La democratización efectiva de las fuerzas de seguridad es todavía una deuda pendiente en todo el país; no se trata de participar o no en golpes de Estado. Una fuerza que no actúa conforme a la ley, que realiza usos abusivos de la fuerza, que discrimina bajo estereotipos, que tortura y que practica desapariciones forzadas -aún de manera no sistemática- y cuyos integrantes reaccionan de manera corporativa conociendo de los hechos, no puede llamarse democrática.
Quiero un país en que estas cosas no sucedan, en el que a nivel político no se aplauda ni apoyen, ni encubran hechos como estos; en el que no haya discursos políticos complacientes con los sectores fascistas para ganar votos; quiero fuerzas de seguridad donde los «Chocobar» no tengan cabida ni amparo.
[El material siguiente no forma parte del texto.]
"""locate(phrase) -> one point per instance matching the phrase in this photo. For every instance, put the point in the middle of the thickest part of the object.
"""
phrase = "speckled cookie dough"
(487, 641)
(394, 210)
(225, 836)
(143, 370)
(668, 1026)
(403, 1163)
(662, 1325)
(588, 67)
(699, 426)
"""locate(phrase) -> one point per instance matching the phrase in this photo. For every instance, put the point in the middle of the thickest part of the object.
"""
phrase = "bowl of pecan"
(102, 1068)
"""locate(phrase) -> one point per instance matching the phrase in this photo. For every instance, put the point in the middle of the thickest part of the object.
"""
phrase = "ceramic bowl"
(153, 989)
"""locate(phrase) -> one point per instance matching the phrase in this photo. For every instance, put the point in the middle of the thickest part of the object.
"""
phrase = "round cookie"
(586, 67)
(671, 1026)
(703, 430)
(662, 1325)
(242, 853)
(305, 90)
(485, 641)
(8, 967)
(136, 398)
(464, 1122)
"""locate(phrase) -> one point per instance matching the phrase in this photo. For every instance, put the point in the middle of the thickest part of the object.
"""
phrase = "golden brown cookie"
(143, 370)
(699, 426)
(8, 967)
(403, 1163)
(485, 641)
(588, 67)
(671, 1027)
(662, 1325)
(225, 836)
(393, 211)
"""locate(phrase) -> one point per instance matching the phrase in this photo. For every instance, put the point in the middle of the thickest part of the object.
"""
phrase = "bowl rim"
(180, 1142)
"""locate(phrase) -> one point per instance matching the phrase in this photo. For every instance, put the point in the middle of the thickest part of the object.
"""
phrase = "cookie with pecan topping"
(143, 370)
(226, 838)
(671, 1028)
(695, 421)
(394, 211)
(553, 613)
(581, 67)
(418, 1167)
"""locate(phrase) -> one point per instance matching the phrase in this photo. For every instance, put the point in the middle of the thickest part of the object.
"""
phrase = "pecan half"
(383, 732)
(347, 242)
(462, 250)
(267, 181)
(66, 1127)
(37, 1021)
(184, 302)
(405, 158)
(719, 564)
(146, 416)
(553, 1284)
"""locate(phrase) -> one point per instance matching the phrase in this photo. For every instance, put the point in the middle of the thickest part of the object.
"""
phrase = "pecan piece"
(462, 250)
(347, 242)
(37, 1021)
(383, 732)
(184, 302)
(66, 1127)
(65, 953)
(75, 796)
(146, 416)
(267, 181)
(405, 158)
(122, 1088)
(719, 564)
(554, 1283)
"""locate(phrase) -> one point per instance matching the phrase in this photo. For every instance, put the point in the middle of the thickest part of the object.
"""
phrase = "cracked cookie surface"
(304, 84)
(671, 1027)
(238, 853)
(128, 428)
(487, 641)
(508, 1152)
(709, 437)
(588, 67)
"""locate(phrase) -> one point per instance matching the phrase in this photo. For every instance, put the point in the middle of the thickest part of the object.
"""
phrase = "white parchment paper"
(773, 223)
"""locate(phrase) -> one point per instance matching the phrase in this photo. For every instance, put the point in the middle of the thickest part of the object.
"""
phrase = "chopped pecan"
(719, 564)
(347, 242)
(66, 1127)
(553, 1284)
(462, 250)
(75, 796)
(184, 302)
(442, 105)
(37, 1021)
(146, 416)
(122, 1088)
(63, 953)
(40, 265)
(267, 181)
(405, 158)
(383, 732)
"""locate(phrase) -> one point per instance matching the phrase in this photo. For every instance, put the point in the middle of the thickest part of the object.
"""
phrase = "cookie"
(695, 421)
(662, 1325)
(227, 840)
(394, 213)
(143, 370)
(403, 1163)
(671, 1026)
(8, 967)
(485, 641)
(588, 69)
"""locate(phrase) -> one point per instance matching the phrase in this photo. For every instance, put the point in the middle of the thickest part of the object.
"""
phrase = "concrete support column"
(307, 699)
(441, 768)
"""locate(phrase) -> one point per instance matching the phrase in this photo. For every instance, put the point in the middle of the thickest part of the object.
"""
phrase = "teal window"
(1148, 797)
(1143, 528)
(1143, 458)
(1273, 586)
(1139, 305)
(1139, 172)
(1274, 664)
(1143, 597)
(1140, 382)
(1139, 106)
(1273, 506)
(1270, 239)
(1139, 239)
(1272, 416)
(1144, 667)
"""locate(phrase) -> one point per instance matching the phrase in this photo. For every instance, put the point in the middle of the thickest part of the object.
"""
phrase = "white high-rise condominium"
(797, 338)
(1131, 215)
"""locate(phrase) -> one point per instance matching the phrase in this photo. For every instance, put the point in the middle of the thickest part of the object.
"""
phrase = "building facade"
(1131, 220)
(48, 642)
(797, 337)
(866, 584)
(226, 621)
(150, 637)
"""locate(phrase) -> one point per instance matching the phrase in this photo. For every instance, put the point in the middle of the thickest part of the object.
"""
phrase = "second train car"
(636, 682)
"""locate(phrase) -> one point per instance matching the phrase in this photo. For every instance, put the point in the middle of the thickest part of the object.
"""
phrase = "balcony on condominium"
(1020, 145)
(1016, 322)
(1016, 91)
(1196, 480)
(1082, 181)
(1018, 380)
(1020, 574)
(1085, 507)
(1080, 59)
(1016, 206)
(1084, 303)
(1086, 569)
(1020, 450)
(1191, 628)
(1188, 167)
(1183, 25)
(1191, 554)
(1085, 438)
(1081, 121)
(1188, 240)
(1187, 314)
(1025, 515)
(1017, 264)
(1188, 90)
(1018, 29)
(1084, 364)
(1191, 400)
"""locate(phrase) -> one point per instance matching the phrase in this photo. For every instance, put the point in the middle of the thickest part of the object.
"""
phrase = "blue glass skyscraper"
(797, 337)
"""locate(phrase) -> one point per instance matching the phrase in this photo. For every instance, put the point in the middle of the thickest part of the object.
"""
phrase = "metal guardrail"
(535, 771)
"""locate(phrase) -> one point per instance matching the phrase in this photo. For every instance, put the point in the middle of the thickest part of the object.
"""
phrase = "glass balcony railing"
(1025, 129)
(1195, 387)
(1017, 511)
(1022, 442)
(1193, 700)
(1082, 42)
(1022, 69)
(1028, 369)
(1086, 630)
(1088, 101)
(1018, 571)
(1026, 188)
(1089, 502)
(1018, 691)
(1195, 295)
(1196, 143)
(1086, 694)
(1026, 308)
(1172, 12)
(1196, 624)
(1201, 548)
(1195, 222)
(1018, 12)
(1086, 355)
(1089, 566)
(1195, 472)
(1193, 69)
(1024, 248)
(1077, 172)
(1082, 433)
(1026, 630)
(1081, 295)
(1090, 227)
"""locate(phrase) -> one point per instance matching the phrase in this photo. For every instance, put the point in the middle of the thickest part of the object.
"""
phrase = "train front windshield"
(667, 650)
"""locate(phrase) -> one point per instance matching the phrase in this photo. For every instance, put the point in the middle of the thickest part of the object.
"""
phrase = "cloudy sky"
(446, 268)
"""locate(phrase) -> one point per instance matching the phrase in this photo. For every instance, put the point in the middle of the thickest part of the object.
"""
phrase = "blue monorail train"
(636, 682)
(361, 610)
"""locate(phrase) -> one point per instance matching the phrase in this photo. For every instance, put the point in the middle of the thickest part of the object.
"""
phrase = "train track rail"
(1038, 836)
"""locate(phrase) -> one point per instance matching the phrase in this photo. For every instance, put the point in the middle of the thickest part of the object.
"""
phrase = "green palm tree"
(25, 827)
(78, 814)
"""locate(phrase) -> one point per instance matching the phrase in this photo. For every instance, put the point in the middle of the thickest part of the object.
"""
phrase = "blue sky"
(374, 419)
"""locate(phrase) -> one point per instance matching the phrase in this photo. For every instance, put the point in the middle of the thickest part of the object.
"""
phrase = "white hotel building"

Quiero fuerzas de seguridad que no sean corruptas y que se apeguen a la ley en su accionar, porque no quiero que mañana a mi hijo por la calle le pueda suceder lo que le pasó a Facundo.
Mi solidaridad más amplia con la familia; juicio y castigo a las personas responsables directas, cómplices y encubridores. Depurar de una buena vez los bolsones que nunca terminaron de democratizarse en el país.
Ahora cabe pedir, sin salir a marchar por responsabilidad social. Cuando pase la pandemia, saldremos a la calle, y estaremos las y los de siempre reclamando justicia.
Quienes estigmatizaron a Santiago Maldonado y a su familia, por favor abstenerse. Ya es bastante el dolor como para además tener que aguantar la hipocresía.